ロシアとの協力を通じて改修する羅津港第3埠頭の一部

 関係者によると、同プロジェクトに対する投資総額は1億4000万ユーロ。事業の推進は、朝鮮側とロシア鉄道側合営の羅先国際貨物輸送合営会社が受け持つ。

 鉄道現代化プロジェクトを見ると、羅津−ハッサン間の工事の対象区間は54キロで、新しいレールの敷設、区間内にある各駅の整備、改修などが主な事業内容だ。また、シベリア鉄道は線路幅が1520ミリの「ロシア広軌」で、朝鮮の鉄道は1435ミリ国際標準軌であるため、これまでは、国境での台車交換が必要だったが、複合レールの敷設によりロシア側車両の通過がスムーズになる。

 ロシア鉄道側によると、数年後には工事を完了させ、2011年に年間貨物輸送量をコンテナベースで3万5千、12年には7万、13年からは10万トンにまでアップさせる計画だという。

 一方、羅津港現代化事業の核心は、同港にコンテナ貨物専用の埠頭を建設するというもの。

 羅津港の総敷地面積は37万5000uで、そのうち、ロシアとの共同開発区域は20万1000u。同港には埠頭が3つあるが、開発の対象となるのは第3埠頭だ。老朽化した設備を撤去しコンテナクレーンをはじめとする設備を一新、発電所や浄水場などの施設も建設する。また、埠頭をセメントやアスファルトで舗装、港内に鉄道を新たに敷設し、埠頭の規模も内陸部に向かって段階的に拡張する計画だという。

 羅津港は不凍港で、港の東側に伸びた羅津半島と沖合いの大小2つの島が自然の防波堤の役割を果たしている。また、干満差も20センチほどと小さく、「天然の良港」と評価が高い。

 現代化事業は3段階に分けて行われる。当面の第1段階は2010年10月末までの完了を目標にしている。羅津港の年間貨物取扱量は現在300万トンだが、新たに建設される貨物埠頭は、第1段階工事終了時にはその能力が数倍に拡大する。一個数トン規模のコンテナが20万、第2段階終了時には40万の取扱能力を備えることが期待されている。

ヨーロッパにつながる基点

 今回着工した朝ロ共同プロジェクトは、将来的にはアジアとヨーロッパを結ぶ国際輸送路の創設につなげる構想がある。朝ロ2国間協力事業の枠組みを超えた国際的な関心を呼び起こしている。同プロジェクトのスタートをきっかけに、羅先経済貿易地帯が再び脚光を浴びることは間違いないだろう。
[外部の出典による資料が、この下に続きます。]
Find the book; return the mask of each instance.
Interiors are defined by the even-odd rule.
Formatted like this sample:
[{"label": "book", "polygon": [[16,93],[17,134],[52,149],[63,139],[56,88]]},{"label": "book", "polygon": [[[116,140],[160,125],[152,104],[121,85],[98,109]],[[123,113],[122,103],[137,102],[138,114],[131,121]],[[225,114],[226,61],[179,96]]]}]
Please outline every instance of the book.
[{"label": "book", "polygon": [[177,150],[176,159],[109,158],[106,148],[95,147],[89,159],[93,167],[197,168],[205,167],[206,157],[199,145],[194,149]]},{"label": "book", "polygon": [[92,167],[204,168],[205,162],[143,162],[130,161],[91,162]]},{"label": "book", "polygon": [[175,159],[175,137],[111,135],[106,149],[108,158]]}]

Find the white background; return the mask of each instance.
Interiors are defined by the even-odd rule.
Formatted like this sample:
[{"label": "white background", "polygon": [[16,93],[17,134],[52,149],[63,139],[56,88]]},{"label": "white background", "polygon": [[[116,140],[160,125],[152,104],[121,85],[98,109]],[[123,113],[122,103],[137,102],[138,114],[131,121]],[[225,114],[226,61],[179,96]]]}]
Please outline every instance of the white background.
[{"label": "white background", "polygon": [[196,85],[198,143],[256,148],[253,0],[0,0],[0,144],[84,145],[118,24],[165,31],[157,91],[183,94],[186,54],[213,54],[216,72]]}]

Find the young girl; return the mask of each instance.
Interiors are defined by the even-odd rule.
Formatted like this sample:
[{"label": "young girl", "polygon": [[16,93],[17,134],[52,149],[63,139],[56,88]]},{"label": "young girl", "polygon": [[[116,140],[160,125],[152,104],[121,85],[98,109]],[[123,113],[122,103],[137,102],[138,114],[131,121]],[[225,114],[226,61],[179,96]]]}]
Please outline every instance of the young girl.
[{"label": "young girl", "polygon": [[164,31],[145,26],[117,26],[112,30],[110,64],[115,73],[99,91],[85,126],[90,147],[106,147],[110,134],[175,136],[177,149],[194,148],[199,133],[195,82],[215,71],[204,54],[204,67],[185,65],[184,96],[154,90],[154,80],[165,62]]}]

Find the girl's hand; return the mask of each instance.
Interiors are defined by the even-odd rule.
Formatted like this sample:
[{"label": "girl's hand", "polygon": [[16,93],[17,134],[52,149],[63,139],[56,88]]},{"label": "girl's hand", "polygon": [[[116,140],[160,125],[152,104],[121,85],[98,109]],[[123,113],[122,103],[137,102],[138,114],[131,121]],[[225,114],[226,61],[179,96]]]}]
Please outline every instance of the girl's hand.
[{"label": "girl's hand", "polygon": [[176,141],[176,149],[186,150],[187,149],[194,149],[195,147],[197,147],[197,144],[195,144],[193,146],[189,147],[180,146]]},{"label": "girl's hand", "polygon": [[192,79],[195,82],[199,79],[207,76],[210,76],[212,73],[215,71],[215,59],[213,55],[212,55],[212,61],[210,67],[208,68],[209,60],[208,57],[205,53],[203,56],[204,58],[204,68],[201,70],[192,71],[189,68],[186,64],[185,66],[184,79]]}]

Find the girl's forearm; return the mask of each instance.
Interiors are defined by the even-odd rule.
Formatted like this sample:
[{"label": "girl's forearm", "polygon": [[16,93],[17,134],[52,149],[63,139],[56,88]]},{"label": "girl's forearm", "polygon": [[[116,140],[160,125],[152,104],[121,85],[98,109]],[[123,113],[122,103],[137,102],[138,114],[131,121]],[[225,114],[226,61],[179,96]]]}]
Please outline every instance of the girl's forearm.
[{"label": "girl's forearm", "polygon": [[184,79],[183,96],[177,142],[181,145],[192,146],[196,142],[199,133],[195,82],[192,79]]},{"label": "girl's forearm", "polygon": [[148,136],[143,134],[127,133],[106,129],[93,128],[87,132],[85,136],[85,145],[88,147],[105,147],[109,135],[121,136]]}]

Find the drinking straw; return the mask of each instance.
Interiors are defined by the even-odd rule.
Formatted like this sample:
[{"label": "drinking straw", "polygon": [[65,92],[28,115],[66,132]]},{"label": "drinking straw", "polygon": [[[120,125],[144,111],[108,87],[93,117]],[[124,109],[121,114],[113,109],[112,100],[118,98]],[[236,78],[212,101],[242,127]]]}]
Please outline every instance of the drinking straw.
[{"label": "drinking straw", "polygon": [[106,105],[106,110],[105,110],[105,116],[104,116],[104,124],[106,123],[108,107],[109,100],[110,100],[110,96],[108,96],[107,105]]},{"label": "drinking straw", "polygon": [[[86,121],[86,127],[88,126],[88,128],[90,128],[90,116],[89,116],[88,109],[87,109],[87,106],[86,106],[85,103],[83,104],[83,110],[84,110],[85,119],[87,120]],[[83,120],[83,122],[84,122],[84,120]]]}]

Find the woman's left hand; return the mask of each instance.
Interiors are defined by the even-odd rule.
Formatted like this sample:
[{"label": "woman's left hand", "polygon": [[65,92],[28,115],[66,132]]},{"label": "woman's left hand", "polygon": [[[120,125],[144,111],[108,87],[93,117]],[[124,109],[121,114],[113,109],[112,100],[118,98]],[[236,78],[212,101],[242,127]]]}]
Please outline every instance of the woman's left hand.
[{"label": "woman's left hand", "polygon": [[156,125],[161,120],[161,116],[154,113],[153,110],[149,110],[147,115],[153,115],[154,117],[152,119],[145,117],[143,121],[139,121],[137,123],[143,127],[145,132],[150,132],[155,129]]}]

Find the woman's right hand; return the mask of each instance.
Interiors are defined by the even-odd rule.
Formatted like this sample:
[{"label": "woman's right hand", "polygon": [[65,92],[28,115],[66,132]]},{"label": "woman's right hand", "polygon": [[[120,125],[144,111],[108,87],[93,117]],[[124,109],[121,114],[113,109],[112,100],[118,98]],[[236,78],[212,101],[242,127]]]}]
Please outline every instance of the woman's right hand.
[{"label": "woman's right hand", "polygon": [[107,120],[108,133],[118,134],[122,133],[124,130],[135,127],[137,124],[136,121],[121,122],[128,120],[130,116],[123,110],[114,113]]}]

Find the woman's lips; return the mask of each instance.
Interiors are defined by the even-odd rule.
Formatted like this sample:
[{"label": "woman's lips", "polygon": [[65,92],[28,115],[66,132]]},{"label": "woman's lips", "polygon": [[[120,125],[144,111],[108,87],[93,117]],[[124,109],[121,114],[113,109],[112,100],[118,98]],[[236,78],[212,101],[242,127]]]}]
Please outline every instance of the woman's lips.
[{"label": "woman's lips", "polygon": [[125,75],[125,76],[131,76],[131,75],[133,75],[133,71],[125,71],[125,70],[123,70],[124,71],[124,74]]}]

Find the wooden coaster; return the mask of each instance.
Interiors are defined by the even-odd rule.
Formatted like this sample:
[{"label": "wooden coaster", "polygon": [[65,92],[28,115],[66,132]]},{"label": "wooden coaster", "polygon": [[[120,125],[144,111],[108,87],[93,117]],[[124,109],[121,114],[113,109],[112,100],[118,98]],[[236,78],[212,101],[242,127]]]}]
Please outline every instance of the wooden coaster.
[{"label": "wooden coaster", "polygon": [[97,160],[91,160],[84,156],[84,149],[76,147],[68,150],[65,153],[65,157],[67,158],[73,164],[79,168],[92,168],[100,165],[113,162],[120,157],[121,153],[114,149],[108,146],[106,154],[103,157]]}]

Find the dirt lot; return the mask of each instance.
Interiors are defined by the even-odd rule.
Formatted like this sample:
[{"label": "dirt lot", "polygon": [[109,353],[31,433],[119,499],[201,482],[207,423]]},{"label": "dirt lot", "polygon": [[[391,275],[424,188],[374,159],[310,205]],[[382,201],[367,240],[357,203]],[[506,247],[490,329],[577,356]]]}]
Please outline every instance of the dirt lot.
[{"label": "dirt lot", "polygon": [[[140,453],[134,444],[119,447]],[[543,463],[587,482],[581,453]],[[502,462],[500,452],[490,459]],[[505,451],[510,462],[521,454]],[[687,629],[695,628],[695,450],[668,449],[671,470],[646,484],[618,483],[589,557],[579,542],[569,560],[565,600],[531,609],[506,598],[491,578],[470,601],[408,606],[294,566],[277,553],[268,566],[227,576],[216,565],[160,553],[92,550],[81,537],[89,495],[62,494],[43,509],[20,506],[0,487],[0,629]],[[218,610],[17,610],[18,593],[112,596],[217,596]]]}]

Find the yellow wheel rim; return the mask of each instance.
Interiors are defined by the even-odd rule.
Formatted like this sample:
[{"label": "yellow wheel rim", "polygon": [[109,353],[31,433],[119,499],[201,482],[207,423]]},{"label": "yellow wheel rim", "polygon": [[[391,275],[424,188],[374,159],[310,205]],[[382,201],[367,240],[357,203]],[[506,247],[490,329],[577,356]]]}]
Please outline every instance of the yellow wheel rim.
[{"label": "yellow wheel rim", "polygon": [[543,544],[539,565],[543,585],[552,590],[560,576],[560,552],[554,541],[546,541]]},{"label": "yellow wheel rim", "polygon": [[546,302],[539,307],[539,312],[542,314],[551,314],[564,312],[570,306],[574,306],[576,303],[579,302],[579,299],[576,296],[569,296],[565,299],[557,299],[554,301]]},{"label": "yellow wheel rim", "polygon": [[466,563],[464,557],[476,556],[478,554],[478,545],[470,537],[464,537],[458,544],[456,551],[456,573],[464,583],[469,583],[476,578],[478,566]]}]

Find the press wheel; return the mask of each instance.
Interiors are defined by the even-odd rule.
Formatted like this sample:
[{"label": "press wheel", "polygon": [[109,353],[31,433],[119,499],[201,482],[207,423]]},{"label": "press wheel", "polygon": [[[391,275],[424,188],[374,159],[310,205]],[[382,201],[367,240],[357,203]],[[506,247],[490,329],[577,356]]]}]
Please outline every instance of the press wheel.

 1990年代初頭に朝鮮東北部、咸鏡北道の羅津−先峰地域(2000年9月に行政区域名を羅先市に改称)が自由経済貿易地帯に指定され内外の注目を集めたのは、同地域が東北アジア地域内の陸・海連絡輸送の要衝地として、開発に有利な地理的条件を備えていたからだ。

 朝鮮側は同地域を貨物輸送と中継貿易、加工工業の拠点として築く構想を提示したが、現在まで思うような成果は上がっていない。今回の着工式に参加した関係者らも、開発の現状について「当初の期待にはるかに及ばない水準」だと率直に認めている。これにはさまざまな要因が指摘されているが、インフラ整備が満足に進まなかったことも、その一つに挙げられている。

 今回の事業を通じて、鉄道と港湾施設という中心的なインフラが整備され、物流が活発になり、羅先が国際輸送の中継地としての地位を確立すれば、それによって得られる直接的な利益のみならず、経済貿易地帯への海外企業の大規模進出にもつながるいうのが関係者らの見方だ。

 同プロジェクトに寄せる羅先市の期待は大きい。羅先市人民委員会のキム・スヨル委員長も、経済貿易地帯活性化への呼び水になるとの見解を示している。

 キム委員長は「現在、200ほどの会社が羅先に進出しているが、大規模な事業は少ない」と現状を説明する一方、「今回のプロジェクトが推進され、羅先が持つ経済発展の可能性に対する認知度が高まれば、開発に再び拍車がかかり、われわれが望むハイテクや加工業の進出の展望も開けてくる」と述べた。また、「羅先市としても、朝ロの共同事業推進を積極的に後押ししていきたい」と語った。